I was writing up this question and in the process, it forced me to think a little harder and I answered it myself, though I still don't completely understand why it solved it.
I have an account on a shared host with 2 domains registered. I'm using the Asp.Net stack to run a few things like a blog and another site I am planning to kick off eventually. Both of my domains point to the root; the first is the original I used to signup, the second is a root domain pointer I added. Here is how I want it to behave:
Directory Structure:
Root (www.domain1.com) Root --\ Blog (www.domain1.com/blog) Root --\ Site2 (should be directed here if www.domain2.com) Root --\ Site2 --\ Junk (www.domain2.com/junk)
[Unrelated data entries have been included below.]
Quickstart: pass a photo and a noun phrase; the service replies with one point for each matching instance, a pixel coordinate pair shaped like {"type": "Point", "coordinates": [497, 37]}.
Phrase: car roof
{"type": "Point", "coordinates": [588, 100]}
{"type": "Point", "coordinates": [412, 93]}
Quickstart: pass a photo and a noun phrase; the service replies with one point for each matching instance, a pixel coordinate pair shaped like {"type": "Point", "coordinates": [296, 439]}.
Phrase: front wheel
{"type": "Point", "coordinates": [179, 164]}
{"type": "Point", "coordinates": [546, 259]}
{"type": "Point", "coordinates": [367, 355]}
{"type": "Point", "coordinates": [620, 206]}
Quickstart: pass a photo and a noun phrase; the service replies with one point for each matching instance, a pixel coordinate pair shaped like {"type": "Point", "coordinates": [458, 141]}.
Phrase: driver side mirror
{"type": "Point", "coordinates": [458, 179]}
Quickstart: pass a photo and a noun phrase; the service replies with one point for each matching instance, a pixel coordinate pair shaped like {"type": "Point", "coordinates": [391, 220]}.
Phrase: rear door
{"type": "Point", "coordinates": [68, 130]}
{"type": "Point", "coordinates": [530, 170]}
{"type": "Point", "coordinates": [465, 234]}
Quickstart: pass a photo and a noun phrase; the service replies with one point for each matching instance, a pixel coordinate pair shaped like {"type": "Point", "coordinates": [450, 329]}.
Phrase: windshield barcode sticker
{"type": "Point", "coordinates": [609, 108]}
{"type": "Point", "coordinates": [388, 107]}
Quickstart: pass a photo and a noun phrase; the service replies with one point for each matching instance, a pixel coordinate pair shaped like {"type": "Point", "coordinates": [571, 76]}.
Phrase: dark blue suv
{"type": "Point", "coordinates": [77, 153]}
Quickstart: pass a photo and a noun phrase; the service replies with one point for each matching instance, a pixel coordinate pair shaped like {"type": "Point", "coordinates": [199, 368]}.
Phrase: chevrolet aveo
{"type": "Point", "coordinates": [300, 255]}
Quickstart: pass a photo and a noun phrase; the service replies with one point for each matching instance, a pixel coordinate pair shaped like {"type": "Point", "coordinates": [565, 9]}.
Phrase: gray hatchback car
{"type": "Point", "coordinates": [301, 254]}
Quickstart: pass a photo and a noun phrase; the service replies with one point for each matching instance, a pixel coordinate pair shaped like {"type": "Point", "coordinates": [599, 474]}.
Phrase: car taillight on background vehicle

Right now, if you type in www.domain1.com or www.domain1.com/blog, that behaves as expected and I am fine with that. For www.domain2.com, I have the rewrite rule configured like this(from the web.config):
<rule name="Domain2">
<match url="(.*)(/)?" ignoreCase="false" />
<conditions logicalGrouping="MatchAll">
<add input="{HTTP_HOST}" pattern="(www\.)?domain2\.com" ignoreCase="false" />
</conditions>
<action type="Rewrite" url="/site2/{R:1}" />
</rule>
That rule is supposed to match any path if the host is domain2.com, pick off the path to the requested resource and format it properly. So when somebody types www.domain2.com/junk/default.aspx, in IIS, this resolves to www.domain2.com/site2/junk/default.aspx without the user ever knowing. This is mostly working as advertised except when the user does not type a trailing slash in a subfolder. IE:
www.domain2.com (works)
www.domain2.com/ (works)
www.domain2.com/junk/ (works)
www.domain2.com/junk (doesn't work!) IIS 7 looses its brain here and formats it out like www.domain2.com/site2/junk because a 2nd request is automatically issued for the trailing slash and a 404 happens.
So, I updated the action to be:
<action type="Rewrite" url="/site2/{R:1}/" />
This seems to have resolved it, but why doesn't IIS 7 now spit out www.domain2.com/junk2/default.aspx/ ? How does it know not to append a trailing slash to a document extension?